What exactly did your mother do when she was visiting?


----------



## shazam123 (Apr 17, 2011)

its really hard to explain but she was very withdrawn with my inlaws and my wife and she complained alot. my wife and me were arguing about her and i was so stressed as my wife did not wanna talk to my my and my mum like wise. then my mum sat us down and said to my wife that she isnot happy with the way she is treating me and my step son. That really pissed my wife off and i was also not happy about what my mum said she should not have interfered. also my mum and me were arguing as there is alot of history between us and i was trying to solve it but she did not wanna know. I now so stressed and i feel lifeless my wife is angry alot and hardley talks to me its been over a year since all this happened. I just want to be happy with her and for her to stop digging at me everyday about my mum and my family. I am th only one working and i cant even concentrate on my job. I feel awful inside and not good about myself or anything. sometimes i even feel like i dont wanna live. If she could just forgive and move on it would be so much better for us. I dont know what she expects me to do but i think she wants me to have nothing to do with my mum and family. I dont want this to happen. I wish i could change things and make it all better. im a good man and i love my family, and all this is really starting to affect all of us. i feel like im the bad one in all this , like she makes me feel everything is my fault. she said to me yesterday "your family have no respect for me, they dont know how much i changed your life" I mean its like she is taking credit for many things like my work and how i have changed as a person. If im wrong i dont know but she should not do that, we are married and supposed to stick by eachother. She always points the finger at me when something goes wrong she even telling me in subtle ways that the situation with my mum will be the end of us one day. How am i supposed to feel? My step son is feeling all of this and of course will stick by his mother. sometimes he looks at me im not sure with concern or anger.
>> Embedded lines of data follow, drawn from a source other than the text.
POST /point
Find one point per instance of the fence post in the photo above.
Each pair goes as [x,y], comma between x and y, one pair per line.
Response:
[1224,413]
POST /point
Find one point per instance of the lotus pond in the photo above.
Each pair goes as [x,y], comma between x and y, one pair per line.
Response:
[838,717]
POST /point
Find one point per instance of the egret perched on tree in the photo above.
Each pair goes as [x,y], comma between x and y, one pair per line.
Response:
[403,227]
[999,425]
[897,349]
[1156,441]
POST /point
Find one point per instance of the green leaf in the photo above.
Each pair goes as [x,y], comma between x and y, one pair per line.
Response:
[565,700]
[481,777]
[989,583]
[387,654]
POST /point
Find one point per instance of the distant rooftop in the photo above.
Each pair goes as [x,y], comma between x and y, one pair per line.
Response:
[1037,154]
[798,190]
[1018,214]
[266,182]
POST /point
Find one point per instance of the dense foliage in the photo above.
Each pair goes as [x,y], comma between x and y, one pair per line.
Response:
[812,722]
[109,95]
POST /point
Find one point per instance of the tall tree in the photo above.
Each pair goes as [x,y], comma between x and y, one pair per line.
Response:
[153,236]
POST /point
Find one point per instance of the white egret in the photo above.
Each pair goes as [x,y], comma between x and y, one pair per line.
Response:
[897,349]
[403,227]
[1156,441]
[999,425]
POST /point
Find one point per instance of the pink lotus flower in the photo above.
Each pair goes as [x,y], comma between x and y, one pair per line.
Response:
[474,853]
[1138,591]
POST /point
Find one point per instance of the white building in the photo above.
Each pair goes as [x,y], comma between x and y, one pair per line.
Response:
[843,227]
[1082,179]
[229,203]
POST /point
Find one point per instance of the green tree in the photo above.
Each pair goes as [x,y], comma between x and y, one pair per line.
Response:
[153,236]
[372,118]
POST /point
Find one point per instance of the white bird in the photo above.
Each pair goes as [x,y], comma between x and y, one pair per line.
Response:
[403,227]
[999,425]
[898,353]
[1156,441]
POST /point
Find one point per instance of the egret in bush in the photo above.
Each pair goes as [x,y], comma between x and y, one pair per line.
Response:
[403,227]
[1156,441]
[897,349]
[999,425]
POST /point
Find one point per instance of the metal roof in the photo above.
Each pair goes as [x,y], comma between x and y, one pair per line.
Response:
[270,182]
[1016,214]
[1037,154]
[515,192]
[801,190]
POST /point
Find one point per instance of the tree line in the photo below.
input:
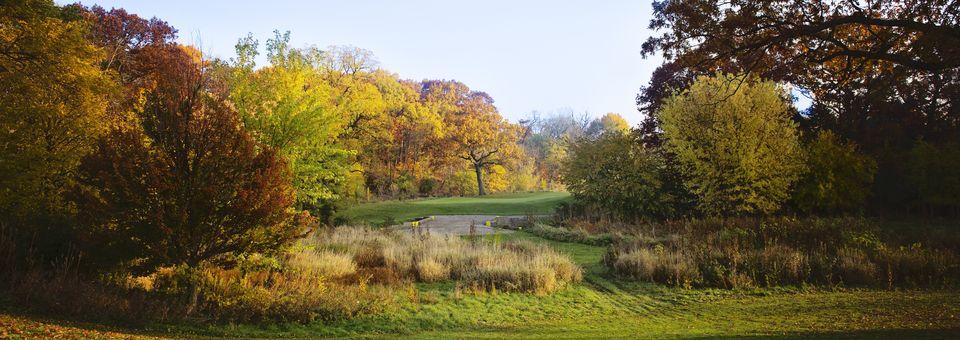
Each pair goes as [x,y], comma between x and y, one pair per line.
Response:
[721,137]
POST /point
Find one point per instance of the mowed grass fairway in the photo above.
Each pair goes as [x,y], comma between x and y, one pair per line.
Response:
[498,204]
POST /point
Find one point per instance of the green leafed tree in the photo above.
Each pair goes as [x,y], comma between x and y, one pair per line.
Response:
[735,142]
[838,178]
[186,185]
[616,173]
[609,123]
[52,105]
[288,105]
[934,172]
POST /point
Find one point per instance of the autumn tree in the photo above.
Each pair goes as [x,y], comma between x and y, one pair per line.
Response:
[837,179]
[616,173]
[288,106]
[736,144]
[608,123]
[52,103]
[186,185]
[882,74]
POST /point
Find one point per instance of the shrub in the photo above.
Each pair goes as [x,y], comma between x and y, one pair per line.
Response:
[838,178]
[933,173]
[150,199]
[618,174]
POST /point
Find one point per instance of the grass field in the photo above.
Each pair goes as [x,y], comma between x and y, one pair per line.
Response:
[606,307]
[599,307]
[498,204]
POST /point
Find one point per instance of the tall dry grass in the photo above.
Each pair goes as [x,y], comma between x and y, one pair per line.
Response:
[744,252]
[388,257]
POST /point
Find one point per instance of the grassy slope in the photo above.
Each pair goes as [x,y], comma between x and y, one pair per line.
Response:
[601,306]
[605,307]
[499,204]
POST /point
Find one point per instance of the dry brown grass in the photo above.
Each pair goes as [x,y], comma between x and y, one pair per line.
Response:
[391,257]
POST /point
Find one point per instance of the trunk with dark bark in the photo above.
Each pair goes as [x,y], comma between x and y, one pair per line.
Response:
[479,169]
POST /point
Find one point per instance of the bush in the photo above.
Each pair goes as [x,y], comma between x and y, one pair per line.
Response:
[735,142]
[838,178]
[619,175]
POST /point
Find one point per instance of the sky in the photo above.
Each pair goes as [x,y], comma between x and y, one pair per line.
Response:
[546,56]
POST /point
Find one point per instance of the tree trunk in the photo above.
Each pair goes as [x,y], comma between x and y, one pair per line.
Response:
[479,170]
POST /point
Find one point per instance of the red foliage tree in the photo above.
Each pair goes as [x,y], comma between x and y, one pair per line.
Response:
[187,184]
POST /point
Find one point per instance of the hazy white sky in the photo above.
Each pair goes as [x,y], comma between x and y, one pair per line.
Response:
[528,55]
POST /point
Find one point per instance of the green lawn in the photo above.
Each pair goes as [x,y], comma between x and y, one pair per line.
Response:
[498,204]
[600,307]
[604,307]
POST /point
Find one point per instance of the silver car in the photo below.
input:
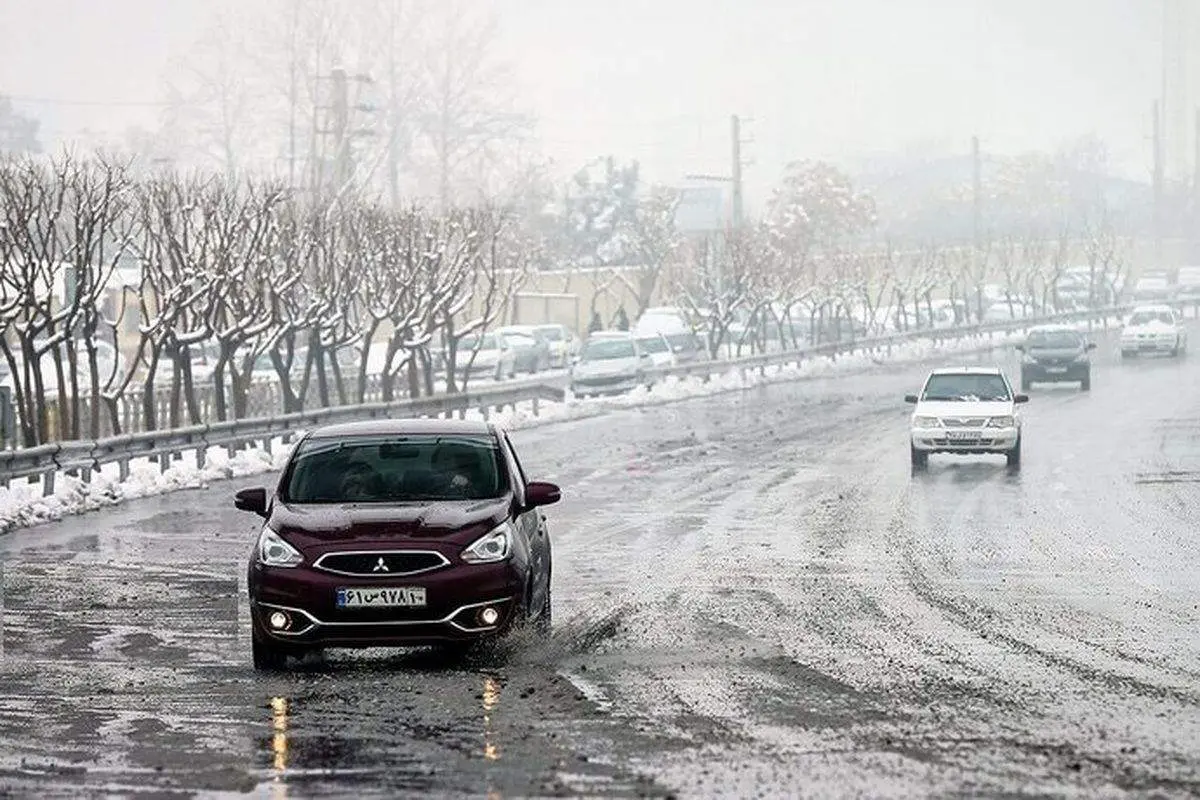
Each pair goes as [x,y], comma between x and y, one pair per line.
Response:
[610,364]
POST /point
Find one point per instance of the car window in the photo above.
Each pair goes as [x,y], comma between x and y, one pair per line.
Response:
[653,344]
[395,469]
[966,386]
[605,349]
[1061,340]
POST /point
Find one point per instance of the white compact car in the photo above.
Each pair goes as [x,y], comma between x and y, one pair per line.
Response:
[1153,329]
[970,410]
[610,364]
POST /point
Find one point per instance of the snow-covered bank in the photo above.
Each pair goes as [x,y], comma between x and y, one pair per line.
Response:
[23,504]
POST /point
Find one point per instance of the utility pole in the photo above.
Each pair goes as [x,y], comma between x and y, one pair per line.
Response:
[736,125]
[1158,184]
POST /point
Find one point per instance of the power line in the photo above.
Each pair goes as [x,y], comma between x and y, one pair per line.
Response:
[107,103]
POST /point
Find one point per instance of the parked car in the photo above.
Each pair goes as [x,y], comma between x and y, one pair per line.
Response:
[1153,330]
[1152,287]
[397,533]
[659,349]
[529,348]
[486,354]
[966,410]
[610,362]
[564,344]
[1187,284]
[1056,354]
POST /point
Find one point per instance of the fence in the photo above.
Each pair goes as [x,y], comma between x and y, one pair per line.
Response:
[45,462]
My wife talks to her mum about my mother and she talks to her brother and others. Im a only child and have no one to talk to at all and as it seems like i am bad one in all this i really dont know what to do anymore. im at my wits end.


----------



## ShuttleDIK (Oct 18, 2010)

For the love of all that is webby - PARAGRAPHS! lol.

I've got some serious Mother-Wife issues going on now. These are pretty common issues. And everyone has a valid point on some level, including you!
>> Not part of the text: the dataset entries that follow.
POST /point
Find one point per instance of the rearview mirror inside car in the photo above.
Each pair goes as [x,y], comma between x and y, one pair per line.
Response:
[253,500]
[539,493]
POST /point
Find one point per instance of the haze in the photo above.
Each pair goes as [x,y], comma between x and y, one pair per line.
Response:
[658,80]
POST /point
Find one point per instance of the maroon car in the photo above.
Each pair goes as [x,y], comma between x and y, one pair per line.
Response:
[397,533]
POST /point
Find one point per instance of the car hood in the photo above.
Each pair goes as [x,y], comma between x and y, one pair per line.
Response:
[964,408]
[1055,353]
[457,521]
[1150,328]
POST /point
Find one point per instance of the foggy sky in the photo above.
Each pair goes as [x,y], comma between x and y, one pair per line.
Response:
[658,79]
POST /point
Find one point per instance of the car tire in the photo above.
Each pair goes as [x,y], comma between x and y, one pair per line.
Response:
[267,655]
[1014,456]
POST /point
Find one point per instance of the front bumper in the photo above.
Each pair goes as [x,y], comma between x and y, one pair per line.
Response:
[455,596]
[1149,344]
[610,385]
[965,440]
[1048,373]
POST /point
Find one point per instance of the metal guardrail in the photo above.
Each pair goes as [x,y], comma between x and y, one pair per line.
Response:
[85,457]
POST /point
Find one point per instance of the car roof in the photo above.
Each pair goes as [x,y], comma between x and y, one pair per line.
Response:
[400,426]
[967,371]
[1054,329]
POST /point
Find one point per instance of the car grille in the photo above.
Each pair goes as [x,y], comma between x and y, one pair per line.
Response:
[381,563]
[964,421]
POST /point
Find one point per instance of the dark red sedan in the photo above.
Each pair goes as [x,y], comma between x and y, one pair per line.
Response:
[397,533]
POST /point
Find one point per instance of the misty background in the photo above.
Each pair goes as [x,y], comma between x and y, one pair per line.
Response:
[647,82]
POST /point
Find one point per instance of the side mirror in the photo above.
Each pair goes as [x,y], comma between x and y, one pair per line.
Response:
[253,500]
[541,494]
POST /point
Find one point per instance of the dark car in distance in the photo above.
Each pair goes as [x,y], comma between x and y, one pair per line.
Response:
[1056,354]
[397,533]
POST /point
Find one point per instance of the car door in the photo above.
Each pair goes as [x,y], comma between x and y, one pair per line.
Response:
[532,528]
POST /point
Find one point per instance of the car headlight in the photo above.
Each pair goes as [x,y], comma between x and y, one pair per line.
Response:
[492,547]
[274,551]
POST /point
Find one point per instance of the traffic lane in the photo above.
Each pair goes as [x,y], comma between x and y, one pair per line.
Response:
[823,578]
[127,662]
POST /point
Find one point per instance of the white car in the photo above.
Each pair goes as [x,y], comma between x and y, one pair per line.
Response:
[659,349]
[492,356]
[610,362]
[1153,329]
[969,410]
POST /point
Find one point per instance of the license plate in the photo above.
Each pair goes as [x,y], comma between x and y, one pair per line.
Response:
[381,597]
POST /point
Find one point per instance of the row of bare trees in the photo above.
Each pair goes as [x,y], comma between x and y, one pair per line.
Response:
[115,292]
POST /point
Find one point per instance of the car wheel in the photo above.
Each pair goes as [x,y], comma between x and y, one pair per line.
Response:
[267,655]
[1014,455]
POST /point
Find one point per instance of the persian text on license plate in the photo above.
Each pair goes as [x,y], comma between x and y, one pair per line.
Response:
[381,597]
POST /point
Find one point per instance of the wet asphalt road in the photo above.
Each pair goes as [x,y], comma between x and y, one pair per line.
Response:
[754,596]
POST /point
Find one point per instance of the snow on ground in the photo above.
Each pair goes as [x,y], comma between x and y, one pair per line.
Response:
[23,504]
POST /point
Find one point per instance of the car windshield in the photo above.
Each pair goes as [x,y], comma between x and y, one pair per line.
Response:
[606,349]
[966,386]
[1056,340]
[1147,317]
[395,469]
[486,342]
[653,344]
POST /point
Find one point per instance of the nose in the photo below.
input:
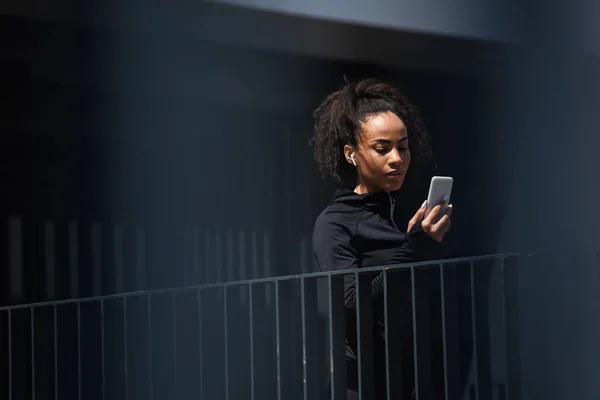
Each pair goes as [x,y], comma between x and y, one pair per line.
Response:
[395,157]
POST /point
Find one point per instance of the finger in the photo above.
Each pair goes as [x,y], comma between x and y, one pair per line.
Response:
[418,215]
[433,214]
[441,224]
[416,219]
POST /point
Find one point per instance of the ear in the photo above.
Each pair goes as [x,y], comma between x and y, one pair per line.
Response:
[348,151]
You're definitely going to have to do some manning up on both sides of the argument. For myself I found it easier to do with my family first and then dealth with my relationship second. I've come out roses (for now) on either side.

The key for me was representing what was correct in either side's argument to the other side, then alternately sympathizing with them about their position. Check that - that's how I dealt with my family. With my wife I sympathized first, represented her in-laws' right position, and sympathized again... oy vey.

I found it imperative that I tabled my own emotional reaction. I allowed myself to feel, but did not amplify that feeling 'till I became a member of a goth band or a howling berzerker. 

You cannot write off a loving family and you won't have to. You will acknowledge their shortcomings and extoll their virtues. Your stepson probably needs to see you do this, too. But your wife needs to know you're there for her above all others, too.

Tough line to walk, huh? Ain't marriage grand?


----------



## Runs like Dog (Feb 25, 2011)

There's three people involved in all of this, not two. I can appreciate the Greek drama slash Freudian mother issues that lurk under the surface. I have them too. But you have to deal with this as a TRIO.


----------